GirlVentures was founded by two Bay Area women who met at the Harvard School of Education and studied the transition from childhood to adolescence among girls. They found that girls faced multiple emotional, physical and social challenges and that underserved girls from urban, low-income communities in particular need extra support and mentorship to foster the self-confidence, perseverance, and sense of community needed for academic, social and career success. Outdoor education, they found, and single-gender outdoor education in particular, fosters the positive qualities that girls need in order to face the challenges posed by the transitions of the teenage years.

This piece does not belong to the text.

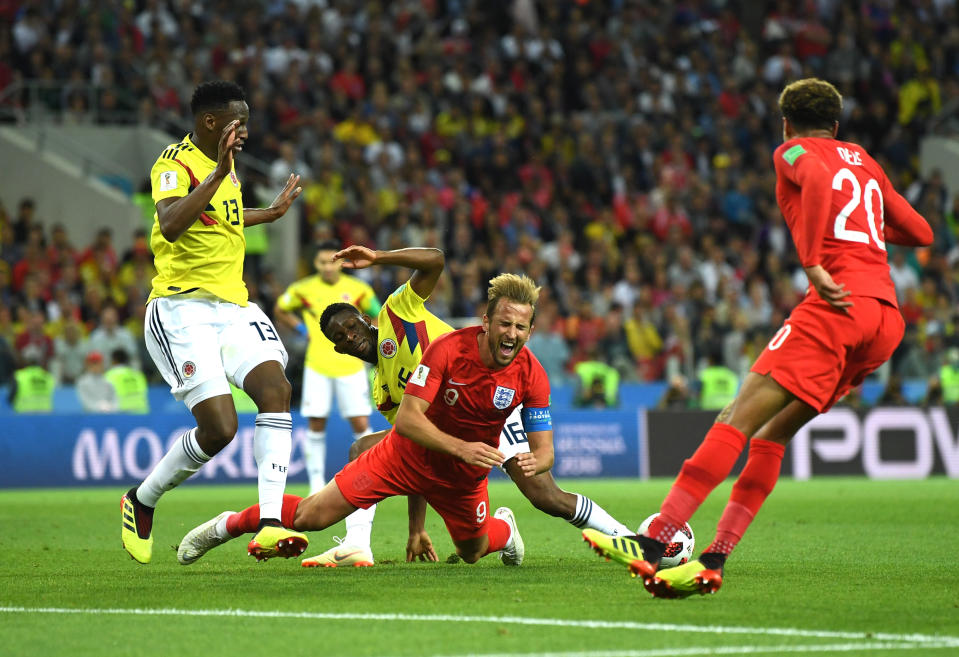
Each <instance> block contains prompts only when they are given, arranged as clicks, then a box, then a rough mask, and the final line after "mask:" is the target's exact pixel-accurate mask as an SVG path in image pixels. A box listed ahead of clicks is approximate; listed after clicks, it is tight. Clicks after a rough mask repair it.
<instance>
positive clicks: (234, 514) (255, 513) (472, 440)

Launched in 1997, in our first year of programming the organization had a $68,000 budget and served just 25 girls in San Francisco. More than a decade ago, we transitioned from a founder-­led start-up to a thriving and robust nonprofit serving approximately 135 girls across the Bay Area annually.


Why GirlVentures

In 2015 the Great Outdoors Lab, created by the Sierra Club and the Greater Good Science Center, found that immersion in nature improves stress levels, increases feelings of curiosity and life purpose, and encourages pro-environment behavior. Outdoor time in both summer and after school programs can significantly boost academic outcomes, particularly among children growing up in low-­income families. Learning in nature is associated with lower dropout rates, improved performance on college entrance exams, and, as it is inter­disciplinary, helps students become better real­-world problem solvers.

Girls, especially those from low-­income, urban environments, often face barriers to outdoor activities: a lack of access to safe environments, transportation, and the economic means to participate in fee­-based programs. Outdoor Foundation’s 2014 "Special Report on Youth" found that males participate in outdoor recreation at a higher rate than females, and minority youth are underrepresented in outdoor recreation, with 79% of outdoor youth participants being Caucasian.

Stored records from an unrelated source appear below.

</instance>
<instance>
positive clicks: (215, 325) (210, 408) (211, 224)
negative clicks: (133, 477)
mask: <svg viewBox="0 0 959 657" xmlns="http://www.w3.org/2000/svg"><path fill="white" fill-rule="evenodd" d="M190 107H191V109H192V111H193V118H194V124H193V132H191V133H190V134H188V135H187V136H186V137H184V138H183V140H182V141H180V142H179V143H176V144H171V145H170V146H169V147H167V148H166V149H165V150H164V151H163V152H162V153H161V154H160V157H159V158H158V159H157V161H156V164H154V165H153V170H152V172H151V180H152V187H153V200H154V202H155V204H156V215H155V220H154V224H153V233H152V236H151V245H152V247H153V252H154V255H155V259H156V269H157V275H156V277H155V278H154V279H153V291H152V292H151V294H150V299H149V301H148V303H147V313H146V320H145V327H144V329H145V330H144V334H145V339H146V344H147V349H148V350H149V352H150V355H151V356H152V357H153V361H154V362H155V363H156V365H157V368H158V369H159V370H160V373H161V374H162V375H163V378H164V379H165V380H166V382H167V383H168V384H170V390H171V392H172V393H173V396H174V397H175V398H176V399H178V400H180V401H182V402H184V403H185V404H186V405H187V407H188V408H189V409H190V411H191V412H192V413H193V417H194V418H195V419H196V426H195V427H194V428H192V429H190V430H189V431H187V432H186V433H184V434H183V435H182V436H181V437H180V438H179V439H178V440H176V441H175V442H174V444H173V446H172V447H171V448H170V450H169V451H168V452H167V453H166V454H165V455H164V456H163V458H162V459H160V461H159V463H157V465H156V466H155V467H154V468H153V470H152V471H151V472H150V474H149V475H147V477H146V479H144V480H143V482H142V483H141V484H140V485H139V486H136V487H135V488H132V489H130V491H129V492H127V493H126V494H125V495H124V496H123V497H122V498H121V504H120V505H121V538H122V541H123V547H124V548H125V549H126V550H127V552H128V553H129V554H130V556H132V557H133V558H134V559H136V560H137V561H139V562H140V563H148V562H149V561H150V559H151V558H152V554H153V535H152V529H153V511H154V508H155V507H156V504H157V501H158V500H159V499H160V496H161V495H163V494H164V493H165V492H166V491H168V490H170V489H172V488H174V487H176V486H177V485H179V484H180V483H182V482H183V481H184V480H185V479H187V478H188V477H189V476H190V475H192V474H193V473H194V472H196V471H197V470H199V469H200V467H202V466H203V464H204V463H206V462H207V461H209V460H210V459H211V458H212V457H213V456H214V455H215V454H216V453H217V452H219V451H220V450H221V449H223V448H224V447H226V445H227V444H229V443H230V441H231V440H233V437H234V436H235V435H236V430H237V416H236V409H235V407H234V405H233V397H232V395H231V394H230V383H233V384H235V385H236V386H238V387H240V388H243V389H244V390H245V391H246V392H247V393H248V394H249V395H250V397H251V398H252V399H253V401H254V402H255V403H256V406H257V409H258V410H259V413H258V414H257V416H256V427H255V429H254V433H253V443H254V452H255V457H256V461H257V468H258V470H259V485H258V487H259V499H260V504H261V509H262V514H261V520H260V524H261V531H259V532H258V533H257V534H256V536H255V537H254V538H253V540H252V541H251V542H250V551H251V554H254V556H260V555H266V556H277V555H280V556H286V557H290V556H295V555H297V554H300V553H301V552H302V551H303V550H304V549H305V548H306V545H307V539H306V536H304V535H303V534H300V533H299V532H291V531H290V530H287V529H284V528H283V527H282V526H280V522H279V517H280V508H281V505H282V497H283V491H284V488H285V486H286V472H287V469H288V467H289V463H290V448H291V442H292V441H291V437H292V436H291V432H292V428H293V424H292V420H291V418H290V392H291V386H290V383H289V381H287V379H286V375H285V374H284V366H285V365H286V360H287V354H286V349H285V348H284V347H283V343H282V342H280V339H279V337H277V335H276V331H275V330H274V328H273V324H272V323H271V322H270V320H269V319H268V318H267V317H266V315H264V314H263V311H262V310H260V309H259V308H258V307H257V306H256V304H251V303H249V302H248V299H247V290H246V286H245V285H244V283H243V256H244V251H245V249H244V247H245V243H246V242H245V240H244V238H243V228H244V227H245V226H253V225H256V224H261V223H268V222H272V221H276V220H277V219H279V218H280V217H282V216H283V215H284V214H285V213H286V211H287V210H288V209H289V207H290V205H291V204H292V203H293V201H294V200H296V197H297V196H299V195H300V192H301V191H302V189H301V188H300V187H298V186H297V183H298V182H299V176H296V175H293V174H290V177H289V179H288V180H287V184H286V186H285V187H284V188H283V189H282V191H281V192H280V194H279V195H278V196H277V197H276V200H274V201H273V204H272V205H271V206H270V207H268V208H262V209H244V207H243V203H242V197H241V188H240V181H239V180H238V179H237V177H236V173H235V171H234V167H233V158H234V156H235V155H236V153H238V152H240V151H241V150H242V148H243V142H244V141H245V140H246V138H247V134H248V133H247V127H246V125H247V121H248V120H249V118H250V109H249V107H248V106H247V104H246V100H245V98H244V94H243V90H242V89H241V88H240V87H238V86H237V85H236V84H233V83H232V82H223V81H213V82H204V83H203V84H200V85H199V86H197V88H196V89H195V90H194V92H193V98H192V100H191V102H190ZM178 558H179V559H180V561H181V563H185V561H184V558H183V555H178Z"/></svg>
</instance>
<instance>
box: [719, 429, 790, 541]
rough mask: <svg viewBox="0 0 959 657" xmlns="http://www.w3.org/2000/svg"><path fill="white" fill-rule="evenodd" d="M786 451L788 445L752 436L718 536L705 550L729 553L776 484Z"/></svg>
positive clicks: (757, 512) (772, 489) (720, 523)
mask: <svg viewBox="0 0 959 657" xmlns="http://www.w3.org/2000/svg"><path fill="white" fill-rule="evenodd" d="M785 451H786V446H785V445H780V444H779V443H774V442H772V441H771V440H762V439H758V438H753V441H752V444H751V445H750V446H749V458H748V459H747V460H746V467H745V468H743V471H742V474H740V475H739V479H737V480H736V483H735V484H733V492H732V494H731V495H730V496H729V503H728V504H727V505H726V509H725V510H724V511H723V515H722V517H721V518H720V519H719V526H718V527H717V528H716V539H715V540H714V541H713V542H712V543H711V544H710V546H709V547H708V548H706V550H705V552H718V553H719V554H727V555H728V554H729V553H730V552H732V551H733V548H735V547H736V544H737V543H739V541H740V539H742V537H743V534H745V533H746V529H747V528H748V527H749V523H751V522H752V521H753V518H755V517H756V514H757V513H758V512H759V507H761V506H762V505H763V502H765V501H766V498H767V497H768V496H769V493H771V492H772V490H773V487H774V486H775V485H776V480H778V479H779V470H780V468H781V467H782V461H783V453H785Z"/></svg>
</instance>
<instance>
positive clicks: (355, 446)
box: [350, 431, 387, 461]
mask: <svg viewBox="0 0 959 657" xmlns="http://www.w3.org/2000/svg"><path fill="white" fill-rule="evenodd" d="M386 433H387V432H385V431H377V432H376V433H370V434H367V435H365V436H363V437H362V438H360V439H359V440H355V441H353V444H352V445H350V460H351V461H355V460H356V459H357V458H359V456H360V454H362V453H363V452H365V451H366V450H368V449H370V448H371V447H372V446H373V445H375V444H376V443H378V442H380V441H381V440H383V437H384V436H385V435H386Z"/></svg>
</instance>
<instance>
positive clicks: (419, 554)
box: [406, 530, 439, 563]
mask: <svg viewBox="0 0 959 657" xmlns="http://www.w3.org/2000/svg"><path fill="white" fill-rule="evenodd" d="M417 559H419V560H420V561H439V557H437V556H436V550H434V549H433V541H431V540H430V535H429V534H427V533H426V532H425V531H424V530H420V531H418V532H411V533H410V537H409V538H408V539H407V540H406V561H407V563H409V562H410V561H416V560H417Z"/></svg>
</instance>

Activities in the natural environment also have been shown to reduce negative emotions such as anger, sadness, and fatigue, making access and participation in our outdoor adventure programs that much more important for the girls we serve.

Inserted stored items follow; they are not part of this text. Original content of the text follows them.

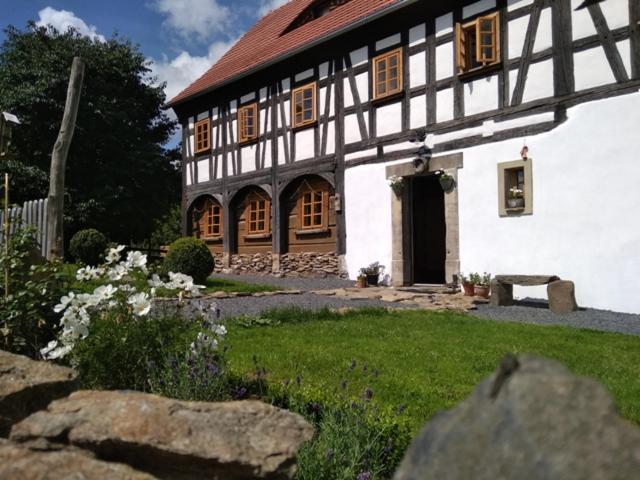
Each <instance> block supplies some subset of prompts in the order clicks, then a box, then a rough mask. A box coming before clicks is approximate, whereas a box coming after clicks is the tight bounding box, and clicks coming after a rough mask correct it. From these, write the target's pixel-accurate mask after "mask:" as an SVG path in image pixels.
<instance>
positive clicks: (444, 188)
mask: <svg viewBox="0 0 640 480" xmlns="http://www.w3.org/2000/svg"><path fill="white" fill-rule="evenodd" d="M437 175H438V181H439V182H440V187H442V191H443V192H449V191H451V189H452V188H453V185H454V183H455V182H454V180H453V177H452V176H451V175H449V174H448V173H446V172H445V171H444V170H438V172H437Z"/></svg>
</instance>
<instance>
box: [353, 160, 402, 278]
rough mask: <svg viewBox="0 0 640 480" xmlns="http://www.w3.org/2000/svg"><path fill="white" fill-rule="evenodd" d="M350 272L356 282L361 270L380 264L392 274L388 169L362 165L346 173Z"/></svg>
mask: <svg viewBox="0 0 640 480" xmlns="http://www.w3.org/2000/svg"><path fill="white" fill-rule="evenodd" d="M344 205H345V214H346V222H347V255H346V260H347V269H348V271H349V278H356V277H357V276H358V271H359V270H360V268H362V267H365V266H367V265H369V264H370V263H372V262H376V261H378V262H380V263H381V264H383V265H385V266H386V267H387V271H390V270H391V189H390V188H389V186H388V185H387V179H386V176H385V165H383V164H377V165H363V166H361V167H355V168H349V169H347V170H346V171H345V195H344Z"/></svg>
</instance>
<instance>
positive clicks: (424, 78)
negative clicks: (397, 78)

Studies demonstrate that single-gender programs for youth are essential to creating an emotionally safe space and encourage positive relationship building. Having small groups of girls-only programs that discuss sensitive topics and gender- related issues are especially important for participants to feel secure and not judged.

All-girl programming often provides a more supportive space with less criticism from boys, additional opportunities to learn new skills, and extra attention from instructors. These groups are not only more effective for improving physical activity; girls enjoy them more as well. Focusing on girls at this developmental stage is especially important considering they are more likely than boys to experience a decline in confidence and negative body image issues, and tend to be less assertive. Research also indicates that because dating, violence and sexual health are often gendered issues, single-gender programs are necessary for successful discussion.

Despite the need for our programs, there are only a handful of organizations across the country that provides services similar to ours. Several organizations serve girls, however GirlVentures uniquely provides a combination of outdoor adventure and education, mentorship, and curriculum.